An introduction to must-know machine learning algorithms

A series that presents algorithms in a way that balances technical info with approachable examples.

Capital One Tech

May 29, 2019

Capital One Data Engineer Madison Schott recently came to us with an idea - to create a series of blog posts introducing machine learning algorithms in a way that balanced technical info with approachable examples and language.

“I wanted to write introductions to different machine learning algorithms because I myself was looking for articles like these. I wanted to read something that was technical yet easy enough for beginners to understand. A lot of articles I read about these algorithms rambled on with technical jargon or lacked real world examples.” - Madison Schott

Originally published on our Medium publication, the algorithms Madison dives into are:

K-nearest neighbors (KNN)

If you’re familiar with machine learning and the basic algorithms that are used in the field, then you’ve probably heard of the k-nearest neighbors algorithm, or KNN. What is KNN? KNN is a model that classifies data points based on the points that are most similar to it. It uses test data to make an “educated guess” on what an unclassified point should be classified as. Read more on k-nearest neighbors (KNN) on Medium.

K-means clustering algorithm

K-means clustering is another basic technique often used in machine learning. The k-means clustering algorithm assigns data points to categories, or clusters, by finding the mean distance between data points. It then iterates through this technique in order to perform more accurate classifications over time. Since you must first start by classifying your data into k categories, it is essential that you understand your data well enough to do this. Read more on k-means clustering on Medium.

Naives bayes classifiers

Naives bayes classifiers are a group of machine learning algorithms that all use the Bayes’ Theorem to classify data points. The reason they are called “naive” is because they each assume features of a data point as being completely independent of one another. Naives bayes classifiers use the probabilities of certain events being true—given other events are true—in order to make predictions about new data points. Read more on naives bayes classifers on Medium.

Random forest algorithm

We all have to use this decision making process multiple times, every single day. In the machine learning world this process is called a decision tree. You start with a node which then branches to another node, repeating this process until you reach a leaf. A node asks a question in order to help classify the data. A branch represents the different possibilities that this node could lead to. A leaf is the end of a decision tree, or a node that no longer has any branches. Read more on random forest algorithm on Medium.

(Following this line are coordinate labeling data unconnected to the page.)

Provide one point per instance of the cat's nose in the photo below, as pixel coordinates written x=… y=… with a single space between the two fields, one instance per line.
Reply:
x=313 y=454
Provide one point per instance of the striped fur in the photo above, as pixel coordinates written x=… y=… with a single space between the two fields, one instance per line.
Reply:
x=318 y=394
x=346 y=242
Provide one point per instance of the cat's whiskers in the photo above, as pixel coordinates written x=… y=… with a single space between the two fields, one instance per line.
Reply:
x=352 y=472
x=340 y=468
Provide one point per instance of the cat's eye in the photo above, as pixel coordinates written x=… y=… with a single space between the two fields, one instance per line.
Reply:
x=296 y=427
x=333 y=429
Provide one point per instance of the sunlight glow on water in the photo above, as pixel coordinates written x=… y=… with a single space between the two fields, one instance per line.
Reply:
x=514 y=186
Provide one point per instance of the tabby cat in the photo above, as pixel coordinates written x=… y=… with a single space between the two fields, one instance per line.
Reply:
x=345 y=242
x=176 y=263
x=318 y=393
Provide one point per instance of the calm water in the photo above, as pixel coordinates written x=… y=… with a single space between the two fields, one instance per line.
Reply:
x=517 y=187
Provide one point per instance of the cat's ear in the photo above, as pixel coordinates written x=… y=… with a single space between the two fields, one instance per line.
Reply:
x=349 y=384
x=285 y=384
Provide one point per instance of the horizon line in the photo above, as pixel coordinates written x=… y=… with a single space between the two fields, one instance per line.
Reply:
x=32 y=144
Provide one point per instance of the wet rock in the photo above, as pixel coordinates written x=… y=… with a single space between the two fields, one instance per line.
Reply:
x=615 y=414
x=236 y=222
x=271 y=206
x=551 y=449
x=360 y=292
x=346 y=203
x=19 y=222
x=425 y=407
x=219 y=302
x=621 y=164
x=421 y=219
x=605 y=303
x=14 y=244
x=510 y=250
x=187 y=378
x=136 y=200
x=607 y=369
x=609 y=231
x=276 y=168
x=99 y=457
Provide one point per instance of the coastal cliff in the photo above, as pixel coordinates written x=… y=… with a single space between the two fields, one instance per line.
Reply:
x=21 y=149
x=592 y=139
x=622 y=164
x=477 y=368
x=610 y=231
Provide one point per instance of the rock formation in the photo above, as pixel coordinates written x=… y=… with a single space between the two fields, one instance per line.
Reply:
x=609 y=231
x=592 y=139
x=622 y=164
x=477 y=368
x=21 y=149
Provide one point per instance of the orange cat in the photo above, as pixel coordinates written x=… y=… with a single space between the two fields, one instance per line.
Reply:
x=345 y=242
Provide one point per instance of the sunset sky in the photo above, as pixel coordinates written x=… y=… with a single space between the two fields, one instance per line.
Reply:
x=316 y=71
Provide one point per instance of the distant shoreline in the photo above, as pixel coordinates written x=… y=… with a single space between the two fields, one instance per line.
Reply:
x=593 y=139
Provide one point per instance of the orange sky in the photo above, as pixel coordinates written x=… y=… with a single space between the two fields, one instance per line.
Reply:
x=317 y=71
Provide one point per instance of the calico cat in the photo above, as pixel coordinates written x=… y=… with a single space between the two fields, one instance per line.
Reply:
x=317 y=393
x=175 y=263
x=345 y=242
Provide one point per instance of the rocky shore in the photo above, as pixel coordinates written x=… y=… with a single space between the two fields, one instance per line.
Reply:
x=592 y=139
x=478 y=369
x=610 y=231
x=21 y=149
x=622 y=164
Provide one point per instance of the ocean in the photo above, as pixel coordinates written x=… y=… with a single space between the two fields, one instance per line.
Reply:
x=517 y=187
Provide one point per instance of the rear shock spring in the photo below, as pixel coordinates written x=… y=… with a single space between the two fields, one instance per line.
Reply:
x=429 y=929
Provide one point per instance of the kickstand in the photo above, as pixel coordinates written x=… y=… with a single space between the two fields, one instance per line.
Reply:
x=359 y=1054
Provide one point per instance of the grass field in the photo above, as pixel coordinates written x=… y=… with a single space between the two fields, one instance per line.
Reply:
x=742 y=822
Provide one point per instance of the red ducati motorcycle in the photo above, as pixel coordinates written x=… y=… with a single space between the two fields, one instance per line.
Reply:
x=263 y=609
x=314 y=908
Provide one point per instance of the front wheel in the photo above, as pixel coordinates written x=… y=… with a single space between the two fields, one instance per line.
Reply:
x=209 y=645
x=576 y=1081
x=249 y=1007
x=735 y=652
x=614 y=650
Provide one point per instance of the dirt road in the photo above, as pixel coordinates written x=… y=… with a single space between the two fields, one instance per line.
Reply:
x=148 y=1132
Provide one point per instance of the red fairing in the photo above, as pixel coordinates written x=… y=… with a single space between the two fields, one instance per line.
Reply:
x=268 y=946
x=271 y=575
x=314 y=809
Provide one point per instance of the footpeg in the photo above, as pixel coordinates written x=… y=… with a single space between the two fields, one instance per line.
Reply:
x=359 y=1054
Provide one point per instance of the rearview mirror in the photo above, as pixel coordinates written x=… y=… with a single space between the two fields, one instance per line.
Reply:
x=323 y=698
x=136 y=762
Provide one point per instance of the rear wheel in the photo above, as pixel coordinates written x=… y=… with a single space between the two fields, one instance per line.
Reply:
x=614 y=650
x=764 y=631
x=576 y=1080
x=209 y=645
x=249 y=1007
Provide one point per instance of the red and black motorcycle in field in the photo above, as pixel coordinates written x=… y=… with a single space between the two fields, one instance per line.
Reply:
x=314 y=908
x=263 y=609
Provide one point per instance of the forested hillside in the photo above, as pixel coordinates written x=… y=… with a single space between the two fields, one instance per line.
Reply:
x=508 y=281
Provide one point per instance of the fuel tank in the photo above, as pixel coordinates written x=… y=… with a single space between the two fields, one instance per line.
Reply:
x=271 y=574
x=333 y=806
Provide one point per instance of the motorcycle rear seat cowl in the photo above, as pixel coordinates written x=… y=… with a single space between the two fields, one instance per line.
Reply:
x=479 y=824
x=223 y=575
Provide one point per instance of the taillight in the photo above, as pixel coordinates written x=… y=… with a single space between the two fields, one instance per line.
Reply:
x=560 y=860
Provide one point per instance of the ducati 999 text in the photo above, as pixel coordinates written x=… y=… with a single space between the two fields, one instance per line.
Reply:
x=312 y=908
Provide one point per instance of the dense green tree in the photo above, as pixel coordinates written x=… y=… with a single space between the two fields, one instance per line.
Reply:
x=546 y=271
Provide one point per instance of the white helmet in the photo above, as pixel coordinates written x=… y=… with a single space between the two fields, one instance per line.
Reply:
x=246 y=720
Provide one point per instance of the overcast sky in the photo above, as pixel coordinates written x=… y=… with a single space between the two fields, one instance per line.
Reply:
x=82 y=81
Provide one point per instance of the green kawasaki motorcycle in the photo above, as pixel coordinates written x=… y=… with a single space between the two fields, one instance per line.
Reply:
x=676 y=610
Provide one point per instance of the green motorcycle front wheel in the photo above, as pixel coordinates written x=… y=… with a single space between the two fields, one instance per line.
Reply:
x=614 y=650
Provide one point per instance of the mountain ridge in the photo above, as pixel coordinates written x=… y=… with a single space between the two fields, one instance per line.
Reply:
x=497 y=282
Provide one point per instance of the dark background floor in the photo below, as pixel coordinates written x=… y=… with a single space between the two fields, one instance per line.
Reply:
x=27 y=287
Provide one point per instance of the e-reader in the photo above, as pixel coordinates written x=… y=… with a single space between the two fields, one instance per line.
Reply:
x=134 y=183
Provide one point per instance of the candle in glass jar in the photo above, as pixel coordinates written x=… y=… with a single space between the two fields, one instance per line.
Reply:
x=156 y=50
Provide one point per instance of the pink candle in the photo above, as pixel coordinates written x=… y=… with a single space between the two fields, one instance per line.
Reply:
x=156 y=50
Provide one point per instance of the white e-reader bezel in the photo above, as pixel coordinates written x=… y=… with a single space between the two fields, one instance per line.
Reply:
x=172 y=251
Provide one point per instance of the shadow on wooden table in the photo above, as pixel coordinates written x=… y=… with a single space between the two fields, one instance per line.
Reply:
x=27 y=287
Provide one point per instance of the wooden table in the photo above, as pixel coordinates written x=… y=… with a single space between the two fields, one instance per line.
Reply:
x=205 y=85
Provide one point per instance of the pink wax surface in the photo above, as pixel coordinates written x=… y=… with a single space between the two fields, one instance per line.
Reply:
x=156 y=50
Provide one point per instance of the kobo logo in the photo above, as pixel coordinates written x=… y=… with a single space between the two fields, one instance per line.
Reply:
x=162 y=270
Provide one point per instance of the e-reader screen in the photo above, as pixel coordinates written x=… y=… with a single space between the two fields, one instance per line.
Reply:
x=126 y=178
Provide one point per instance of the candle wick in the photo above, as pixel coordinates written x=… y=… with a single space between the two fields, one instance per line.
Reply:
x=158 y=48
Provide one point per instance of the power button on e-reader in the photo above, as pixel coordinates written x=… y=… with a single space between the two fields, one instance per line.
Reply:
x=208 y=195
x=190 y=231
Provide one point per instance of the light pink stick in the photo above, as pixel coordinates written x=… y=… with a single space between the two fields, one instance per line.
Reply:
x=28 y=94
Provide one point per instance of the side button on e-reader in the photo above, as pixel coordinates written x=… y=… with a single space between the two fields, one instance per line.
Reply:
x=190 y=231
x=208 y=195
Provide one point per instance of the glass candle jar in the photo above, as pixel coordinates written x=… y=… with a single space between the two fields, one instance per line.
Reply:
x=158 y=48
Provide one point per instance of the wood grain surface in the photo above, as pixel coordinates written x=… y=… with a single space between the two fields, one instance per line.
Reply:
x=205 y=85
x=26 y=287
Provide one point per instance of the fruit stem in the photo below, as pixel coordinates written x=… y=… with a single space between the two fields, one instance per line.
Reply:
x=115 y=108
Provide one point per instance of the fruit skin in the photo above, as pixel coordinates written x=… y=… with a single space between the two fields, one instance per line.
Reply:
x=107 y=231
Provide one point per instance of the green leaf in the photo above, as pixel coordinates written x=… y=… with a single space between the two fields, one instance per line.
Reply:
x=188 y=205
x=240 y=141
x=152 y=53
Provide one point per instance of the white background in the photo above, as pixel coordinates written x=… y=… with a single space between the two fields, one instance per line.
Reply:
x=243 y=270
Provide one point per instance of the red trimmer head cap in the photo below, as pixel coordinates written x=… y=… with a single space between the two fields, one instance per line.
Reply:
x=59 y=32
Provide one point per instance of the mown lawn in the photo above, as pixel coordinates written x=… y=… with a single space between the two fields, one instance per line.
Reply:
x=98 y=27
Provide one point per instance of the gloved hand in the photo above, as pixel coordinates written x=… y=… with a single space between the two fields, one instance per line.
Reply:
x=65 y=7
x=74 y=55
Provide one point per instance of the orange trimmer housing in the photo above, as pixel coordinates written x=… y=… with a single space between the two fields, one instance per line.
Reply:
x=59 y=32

Artificial neural networks

ANNs have been around since 1943, when they were first introduced in Warren McCulloch and Walter Pitts’ paper “A Logical Calculus of the Ideas Immanent in Nervous Activity”, describing how networks of artificial neurons could be used to solve various logic problems. However, they were not widely used until 1969 when a technique called backpropagation was created. This technique allows the artificial neurons to adjust themselves when the solution they come up with is not the solution that was expected. Read more on artificial neural networks on Medium.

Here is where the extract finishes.